The comments came in a decision by the Planning Inspectorate, which dismissed an appeal to turn the Rosemary Branch pub in Cambridge into residential use.
Cambridge City Council’s controversial Interim Planning Policy Guidance (IPPG) was the first of its kind in the UK and requests a site to be marketed for 12 months as a pub that is free of tie and restrictive covenant.
In January, the PMA ran an exclusive story about the British Beer & Pub Association (BBPA) launching a judicial review over the policy.
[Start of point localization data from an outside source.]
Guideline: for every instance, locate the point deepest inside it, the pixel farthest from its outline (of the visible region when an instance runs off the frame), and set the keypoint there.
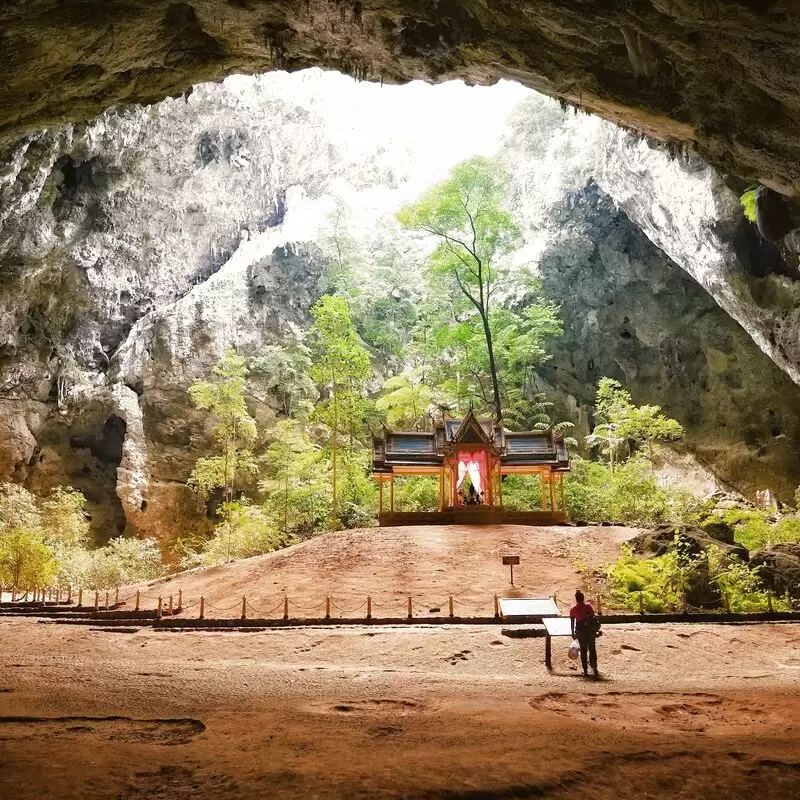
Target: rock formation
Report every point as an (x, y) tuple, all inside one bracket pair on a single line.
[(135, 248)]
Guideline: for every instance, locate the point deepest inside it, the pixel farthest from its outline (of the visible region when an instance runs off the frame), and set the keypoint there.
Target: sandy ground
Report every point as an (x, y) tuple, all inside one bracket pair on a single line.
[(389, 564), (682, 711)]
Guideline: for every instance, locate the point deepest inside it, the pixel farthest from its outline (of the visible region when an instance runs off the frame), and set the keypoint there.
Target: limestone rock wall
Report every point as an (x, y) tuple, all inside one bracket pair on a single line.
[(721, 74), (135, 248)]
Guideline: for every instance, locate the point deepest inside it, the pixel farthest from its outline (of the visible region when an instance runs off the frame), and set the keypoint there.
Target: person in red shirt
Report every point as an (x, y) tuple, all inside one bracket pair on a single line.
[(583, 629)]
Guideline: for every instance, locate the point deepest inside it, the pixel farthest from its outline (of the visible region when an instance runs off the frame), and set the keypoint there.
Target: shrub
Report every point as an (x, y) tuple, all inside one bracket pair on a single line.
[(245, 531), (522, 492), (629, 494), (753, 529), (25, 560), (663, 581), (415, 493)]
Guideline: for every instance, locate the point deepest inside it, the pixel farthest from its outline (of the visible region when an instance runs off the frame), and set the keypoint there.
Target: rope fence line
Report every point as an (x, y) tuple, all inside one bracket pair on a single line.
[(65, 599)]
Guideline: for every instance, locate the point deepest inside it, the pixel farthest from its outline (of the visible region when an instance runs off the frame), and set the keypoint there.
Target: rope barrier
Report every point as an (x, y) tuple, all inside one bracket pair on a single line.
[(346, 611), (264, 613)]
The organisation believes that the policy is too confining for pubs.
Planning inspector Paul Crysell wrote: “I understand the council’s desire to address this problem but have serious misgivings about the IPPG’s validity.
“It introduces policy outside the formal development plan process and is contrary to Local Planning Regulations, which came into effect on 6 April 2012. The IPPG provides a policy framework that has not been independently tested and I accord it little weight.”
A Planning Inspectorate spokesman said: “It is established practice that policies increase in weight as they go through statutory processes and, as such, this policy would not carry the same weight as a formally adopted plan.”
Cambridge city councillor Tim Ward said: “A policy for the protection of pubs is expected to be in the draft local plan when published this summer, which will, at that point, acquire weight as a material consideration and, in effect, supersede the IPPG — which is after all only ‘interim’ and only ‘guidance’.”
A BBPA spokesman added: “Leaving the specifics of this case to one side, we certainly share concerns about the council’s policy and how it has been adopted.”
Property agent Tom Nichols, of Everard Cole, said: “It’s positive there’s going to be protection for pubs but the policy was a knee-jerk reaction to losing too many pubs in Cambridgeshire.”